Clinical Trial Evidence
Currently no related clinical trials registered for Eculizumab in cyclic hematopoiesis.
Literature Evidence
Currently no related literature directly addressing Eculizumab in cyclic hematopoiesis is available.
Singapore Market Information
Eculizumab (Soliris®) is not registered with the Health Sciences Authority (HSA) of Singapore. There are no active product licences on record as of the data cutoff (2026-06-16).
Safety Considerations
Detailed warning and contraindication data from local regulatory submissions is not available for this report. Based on the established global safety profile of eculizumab, clinicians should be aware of the following key concerns from international labelling:
- Black Box Warning: Eculizumab increases susceptibility to serious, life-threatening, and fatal meningococcal infections (Neisseria meningitidis). All patients must be vaccinated against meningococcal disease at least 2 weeks before initiating treatment. Patients who cannot be vaccinated require antibiotic prophylaxis.
- Serious Infections: Risk of serious infections caused by encapsulated bacteria (Streptococcus pneumoniae, Haemophilus influenzae) is elevated.
- Infusion Reactions: Serious hypersensitivity reactions, including anaphylaxis, have been reported.
Please refer to the current approved package insert (e.g., EMA/FDA labelling) for complete warnings, contraindications, and monitoring requirements.
Conclusion and Next Steps
Decision: Hold
Rationale: The TxGNN model assigns a high algorithmic score (99.97%) to cyclic hematopoiesis, but this prediction is entirely unsupported by clinical trials, mechanistic studies, or disease-specific literature. The known mechanism of eculizumab (terminal complement inhibition) does not intersect with the established pathophysiology of cyclic hematopoiesis (ELANE-mutation-driven UPR and myeloid precursor apoptosis). Furthermore, eculizumab is not registered in Singapore, and local safety data is unavailable.

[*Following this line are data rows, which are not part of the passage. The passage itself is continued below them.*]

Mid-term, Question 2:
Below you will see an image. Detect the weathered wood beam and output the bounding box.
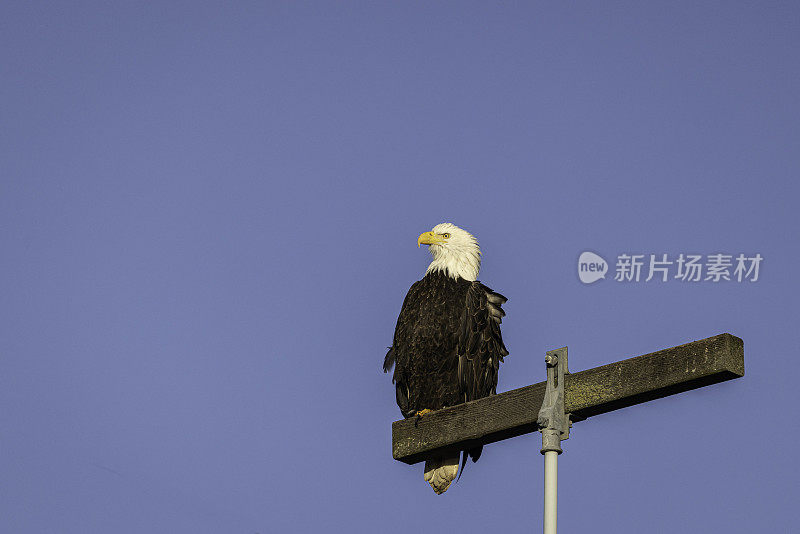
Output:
[392,334,744,464]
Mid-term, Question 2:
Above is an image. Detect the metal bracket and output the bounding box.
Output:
[536,347,572,454]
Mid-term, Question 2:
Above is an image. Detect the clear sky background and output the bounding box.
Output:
[0,1,800,534]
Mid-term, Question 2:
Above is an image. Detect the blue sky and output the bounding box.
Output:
[0,2,800,534]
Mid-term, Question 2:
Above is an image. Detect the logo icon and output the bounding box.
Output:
[578,251,608,284]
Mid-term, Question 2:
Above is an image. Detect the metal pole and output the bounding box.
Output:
[536,347,571,534]
[544,451,558,534]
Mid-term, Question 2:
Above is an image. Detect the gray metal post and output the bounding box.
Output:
[537,347,572,534]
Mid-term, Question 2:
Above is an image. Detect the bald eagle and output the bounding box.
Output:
[383,223,508,494]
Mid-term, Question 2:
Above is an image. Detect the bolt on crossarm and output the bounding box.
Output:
[537,347,572,534]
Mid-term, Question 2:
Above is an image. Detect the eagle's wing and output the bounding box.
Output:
[383,281,421,417]
[458,282,508,402]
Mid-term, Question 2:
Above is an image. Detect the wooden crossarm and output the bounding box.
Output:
[392,334,744,464]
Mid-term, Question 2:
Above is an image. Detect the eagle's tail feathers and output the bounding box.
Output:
[425,451,461,495]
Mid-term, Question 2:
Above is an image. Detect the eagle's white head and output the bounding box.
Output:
[417,223,481,282]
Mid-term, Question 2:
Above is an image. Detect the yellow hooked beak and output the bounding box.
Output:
[417,232,445,247]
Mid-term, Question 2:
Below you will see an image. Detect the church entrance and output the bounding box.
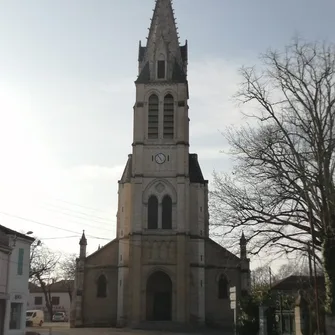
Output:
[147,271,172,321]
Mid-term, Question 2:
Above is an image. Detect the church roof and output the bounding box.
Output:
[136,0,187,84]
[188,154,208,184]
[119,155,132,184]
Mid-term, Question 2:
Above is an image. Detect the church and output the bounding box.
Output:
[71,0,250,327]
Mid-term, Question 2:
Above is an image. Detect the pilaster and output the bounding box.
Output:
[176,234,189,323]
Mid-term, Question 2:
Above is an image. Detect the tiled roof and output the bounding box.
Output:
[188,154,208,184]
[119,155,132,184]
[271,275,325,291]
[29,280,74,293]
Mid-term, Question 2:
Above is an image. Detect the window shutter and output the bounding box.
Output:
[17,248,24,275]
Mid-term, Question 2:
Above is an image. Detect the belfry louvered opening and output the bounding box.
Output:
[163,94,174,138]
[148,94,159,139]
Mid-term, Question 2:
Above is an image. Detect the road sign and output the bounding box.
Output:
[229,292,236,302]
[229,286,236,293]
[229,286,236,302]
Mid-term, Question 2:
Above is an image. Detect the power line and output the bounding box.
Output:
[42,203,116,224]
[0,211,110,240]
[35,208,114,232]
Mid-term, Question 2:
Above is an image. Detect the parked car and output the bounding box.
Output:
[52,312,69,322]
[26,310,44,327]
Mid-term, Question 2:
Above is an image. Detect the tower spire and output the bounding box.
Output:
[137,0,187,83]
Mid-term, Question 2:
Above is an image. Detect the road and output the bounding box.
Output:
[27,323,231,335]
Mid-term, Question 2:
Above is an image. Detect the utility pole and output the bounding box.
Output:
[307,241,313,332]
[309,220,321,335]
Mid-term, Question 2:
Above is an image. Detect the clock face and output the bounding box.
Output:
[155,152,166,164]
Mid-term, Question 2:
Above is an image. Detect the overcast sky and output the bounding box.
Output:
[0,0,335,270]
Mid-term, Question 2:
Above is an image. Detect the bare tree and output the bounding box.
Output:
[29,240,60,318]
[211,41,335,315]
[59,254,77,302]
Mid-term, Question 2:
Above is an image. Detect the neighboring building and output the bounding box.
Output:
[27,280,74,320]
[271,275,326,334]
[71,0,250,328]
[0,230,11,335]
[0,225,34,335]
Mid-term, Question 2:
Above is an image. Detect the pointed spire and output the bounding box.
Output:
[79,230,87,245]
[240,231,247,244]
[137,0,187,83]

To proceed beyond Hold, the following would be needed:
- Mechanistic evidence: Preclinical studies (cell line or animal models of cyclic neutropenia) demonstrating a role for C5a or the terminal complement cascade in driving neutrophil cycle oscillations.
- MOA clarification: Retrieval of full DrugBank pharmacology data and Singapore HSA / global regulatory labelling to complete the safety profile.

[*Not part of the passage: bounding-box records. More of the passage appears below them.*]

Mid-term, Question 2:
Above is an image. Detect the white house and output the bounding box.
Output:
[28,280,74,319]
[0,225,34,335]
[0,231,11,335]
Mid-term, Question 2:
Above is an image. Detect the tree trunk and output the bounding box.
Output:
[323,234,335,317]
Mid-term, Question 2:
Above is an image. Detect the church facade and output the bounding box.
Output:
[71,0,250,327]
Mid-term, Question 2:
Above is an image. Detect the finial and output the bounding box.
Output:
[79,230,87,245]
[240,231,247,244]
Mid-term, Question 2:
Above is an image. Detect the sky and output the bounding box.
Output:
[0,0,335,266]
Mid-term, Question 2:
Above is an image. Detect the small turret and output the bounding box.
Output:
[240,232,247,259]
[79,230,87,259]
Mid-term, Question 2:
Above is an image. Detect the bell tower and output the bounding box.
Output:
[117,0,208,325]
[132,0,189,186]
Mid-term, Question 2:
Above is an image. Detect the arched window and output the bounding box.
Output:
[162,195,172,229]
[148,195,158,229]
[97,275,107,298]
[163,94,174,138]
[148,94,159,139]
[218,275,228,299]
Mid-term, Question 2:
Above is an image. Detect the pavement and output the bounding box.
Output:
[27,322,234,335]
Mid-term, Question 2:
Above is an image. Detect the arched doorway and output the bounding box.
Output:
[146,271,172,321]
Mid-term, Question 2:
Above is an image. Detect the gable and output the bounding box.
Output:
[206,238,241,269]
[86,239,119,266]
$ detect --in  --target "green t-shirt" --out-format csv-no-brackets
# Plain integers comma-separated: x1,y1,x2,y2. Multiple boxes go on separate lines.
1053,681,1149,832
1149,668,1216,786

- Regulatory pathway assessment: Confirmation of the feasibility of an investigational use or Named Patient Programme application given the absence of any Singapore registration.

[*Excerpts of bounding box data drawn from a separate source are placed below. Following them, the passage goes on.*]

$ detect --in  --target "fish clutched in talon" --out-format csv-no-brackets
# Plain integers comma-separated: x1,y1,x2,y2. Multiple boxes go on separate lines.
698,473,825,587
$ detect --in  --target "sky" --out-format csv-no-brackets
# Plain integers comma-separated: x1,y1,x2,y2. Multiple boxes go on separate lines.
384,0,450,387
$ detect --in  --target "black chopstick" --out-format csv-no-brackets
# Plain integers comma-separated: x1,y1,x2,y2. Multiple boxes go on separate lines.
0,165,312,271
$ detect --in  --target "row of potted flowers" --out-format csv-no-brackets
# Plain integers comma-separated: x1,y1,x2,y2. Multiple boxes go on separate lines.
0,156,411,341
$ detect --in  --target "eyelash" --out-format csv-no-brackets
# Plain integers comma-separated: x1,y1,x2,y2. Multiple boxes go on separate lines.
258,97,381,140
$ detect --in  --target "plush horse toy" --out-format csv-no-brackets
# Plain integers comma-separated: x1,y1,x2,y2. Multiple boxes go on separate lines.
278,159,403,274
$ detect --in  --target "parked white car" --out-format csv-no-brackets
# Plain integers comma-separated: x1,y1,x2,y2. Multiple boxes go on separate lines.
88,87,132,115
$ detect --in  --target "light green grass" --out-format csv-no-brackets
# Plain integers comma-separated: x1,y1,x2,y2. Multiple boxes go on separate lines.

- Expert consultation: Input from a haematologist specialising in congenital bone marrow failure syndromes to independently assess biological plausibility before any resource commitment.
- Alternative approaches: G-CSF remains the standard of care for cyclic neutropenia; any repurposing investigation would need to demonstrate a clear unmet need or superiority rationale over existing therapy.
Disclaimer
This content is for research purposes only and does not constitute medical advice. Clinical validation is required before any clinical application.